Heemeyer was particularly aggrieved by a zoning dispute that allowed a cement batch plant to expand near his shop. Like many of his targets, Farrell was a town council member who supported the expansion.

"He had his reasons," said Carol Mauerman, a waitress at the Columbine Cafe, which has deer, elk, and bear heads and yellowed photos of mountain vistas on its wood-paneled walls. "He got tired of fighting the system. I don't know if I would have handled it that way."

Websites sprung up celebrating Heemeyer as a folk hero and patriot.

"There's a streak that runs through people up here that's rebellious," said Phil McGinn, 56, of nearby Grand Lake. "Everyone should have a good healthy dose of antigovernment."

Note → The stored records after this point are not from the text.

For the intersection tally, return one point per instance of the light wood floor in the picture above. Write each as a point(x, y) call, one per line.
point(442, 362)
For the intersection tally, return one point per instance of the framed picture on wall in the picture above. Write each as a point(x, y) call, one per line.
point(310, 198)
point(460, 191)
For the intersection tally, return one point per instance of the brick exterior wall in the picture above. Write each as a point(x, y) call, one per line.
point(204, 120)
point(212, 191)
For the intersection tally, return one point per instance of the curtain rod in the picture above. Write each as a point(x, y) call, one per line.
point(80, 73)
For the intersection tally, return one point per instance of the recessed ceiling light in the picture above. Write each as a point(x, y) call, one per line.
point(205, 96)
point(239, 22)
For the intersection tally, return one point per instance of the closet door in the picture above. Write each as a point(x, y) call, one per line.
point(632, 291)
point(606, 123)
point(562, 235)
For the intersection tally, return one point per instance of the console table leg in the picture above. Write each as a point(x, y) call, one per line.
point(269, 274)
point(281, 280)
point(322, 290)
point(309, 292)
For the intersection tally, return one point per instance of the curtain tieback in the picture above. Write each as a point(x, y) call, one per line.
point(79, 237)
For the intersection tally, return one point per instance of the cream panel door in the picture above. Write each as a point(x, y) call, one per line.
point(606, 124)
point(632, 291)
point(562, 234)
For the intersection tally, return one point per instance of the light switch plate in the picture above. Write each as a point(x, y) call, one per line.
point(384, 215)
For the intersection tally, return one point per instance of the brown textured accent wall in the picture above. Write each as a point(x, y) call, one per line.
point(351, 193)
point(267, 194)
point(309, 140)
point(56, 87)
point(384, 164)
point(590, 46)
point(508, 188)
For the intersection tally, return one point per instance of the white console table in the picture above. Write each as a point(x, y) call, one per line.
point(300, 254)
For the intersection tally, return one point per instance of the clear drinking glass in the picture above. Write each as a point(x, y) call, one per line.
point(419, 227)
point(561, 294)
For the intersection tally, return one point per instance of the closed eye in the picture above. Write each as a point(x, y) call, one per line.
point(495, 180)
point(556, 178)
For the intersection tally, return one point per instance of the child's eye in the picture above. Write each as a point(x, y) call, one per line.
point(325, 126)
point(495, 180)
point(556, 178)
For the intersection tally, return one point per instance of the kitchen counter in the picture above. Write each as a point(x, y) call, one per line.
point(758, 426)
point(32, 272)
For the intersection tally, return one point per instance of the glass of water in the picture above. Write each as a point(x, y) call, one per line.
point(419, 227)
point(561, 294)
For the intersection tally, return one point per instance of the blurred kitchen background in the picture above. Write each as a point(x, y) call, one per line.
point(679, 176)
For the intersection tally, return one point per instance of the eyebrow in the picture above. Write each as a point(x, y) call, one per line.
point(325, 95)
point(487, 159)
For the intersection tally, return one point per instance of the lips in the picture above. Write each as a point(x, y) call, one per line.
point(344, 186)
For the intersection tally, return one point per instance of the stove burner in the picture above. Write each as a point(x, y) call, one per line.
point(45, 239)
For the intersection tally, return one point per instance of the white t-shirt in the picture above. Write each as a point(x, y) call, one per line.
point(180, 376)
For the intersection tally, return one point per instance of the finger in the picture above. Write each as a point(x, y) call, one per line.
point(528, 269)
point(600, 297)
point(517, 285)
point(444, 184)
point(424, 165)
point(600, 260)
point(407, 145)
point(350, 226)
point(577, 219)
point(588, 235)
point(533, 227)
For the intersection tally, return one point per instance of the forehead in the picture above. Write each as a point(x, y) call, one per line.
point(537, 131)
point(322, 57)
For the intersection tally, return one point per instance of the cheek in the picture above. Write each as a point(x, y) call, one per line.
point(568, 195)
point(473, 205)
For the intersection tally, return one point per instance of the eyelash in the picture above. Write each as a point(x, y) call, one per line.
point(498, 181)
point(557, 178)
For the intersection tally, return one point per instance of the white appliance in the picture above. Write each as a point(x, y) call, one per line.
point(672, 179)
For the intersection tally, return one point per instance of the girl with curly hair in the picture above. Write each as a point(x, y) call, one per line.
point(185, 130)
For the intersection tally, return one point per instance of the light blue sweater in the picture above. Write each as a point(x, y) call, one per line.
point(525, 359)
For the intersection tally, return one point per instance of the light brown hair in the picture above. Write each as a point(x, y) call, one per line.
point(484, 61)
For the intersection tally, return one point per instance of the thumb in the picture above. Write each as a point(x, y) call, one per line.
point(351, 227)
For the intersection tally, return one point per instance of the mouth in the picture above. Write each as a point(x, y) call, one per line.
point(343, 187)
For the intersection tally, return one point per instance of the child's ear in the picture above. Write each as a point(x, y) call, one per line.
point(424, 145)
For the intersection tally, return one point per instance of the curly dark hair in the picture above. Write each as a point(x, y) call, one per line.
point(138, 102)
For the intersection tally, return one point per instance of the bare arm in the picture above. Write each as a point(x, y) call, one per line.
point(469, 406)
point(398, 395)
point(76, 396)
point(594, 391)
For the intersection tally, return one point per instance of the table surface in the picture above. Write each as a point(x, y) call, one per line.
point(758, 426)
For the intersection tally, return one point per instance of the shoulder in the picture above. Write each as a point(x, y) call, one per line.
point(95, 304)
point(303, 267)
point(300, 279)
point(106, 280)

The 13-foot-high dozer is covered by a tarp on a fenced lot outside town. Several people have pushed to make it a tourist attraction, but most want to see it dismantled. Granby Mayor Ted Wang wants to see it "turned into razor blades."

"The town's position is we don't want to commemorate this thing," Wang said.

Despite any grievances against town officials, area residents have pulled together in an unprecedented way after Heemeyer's rampage. Even McGinn, who was in Heemeyer's corner initially, changed his mind about the rampage after hearing about children being evacuated from the library as Heemeyer approached.

A community relief fund has accumulated $200,000; $46,000 of it has been distributed. Community organizers are selling T-shirts with a picture of a bulldozer with an "X" through it. A calendar featuring photos of provocatively dressed women was about to hit stores. Of the $20 sale price, a portion would go to the fund.

"People pitched in everywhere," said Amanda Feighner, 42, who posed as Miss December.

"Because it's a small town, you know these people. We live kind of in a fishbowl. Even rival businesses stopped doing business for a day out of respect for the other ones."

The outpouring of support humbled Wang, who said Heemeyer unwittingly accelerated a plan to rejuvenate the town's core. The plan calls for making Granby more friendly to pedestrians, sprucing up facades, planting flowers, and hanging banners. The goal is to rebuild the town in time for Granby's centennial Dec. 11, 2005.

"The town's going to come back better and stronger than it was before Heemeyer took his drive," Wang said. "That's going to be the sweetest revenge of all."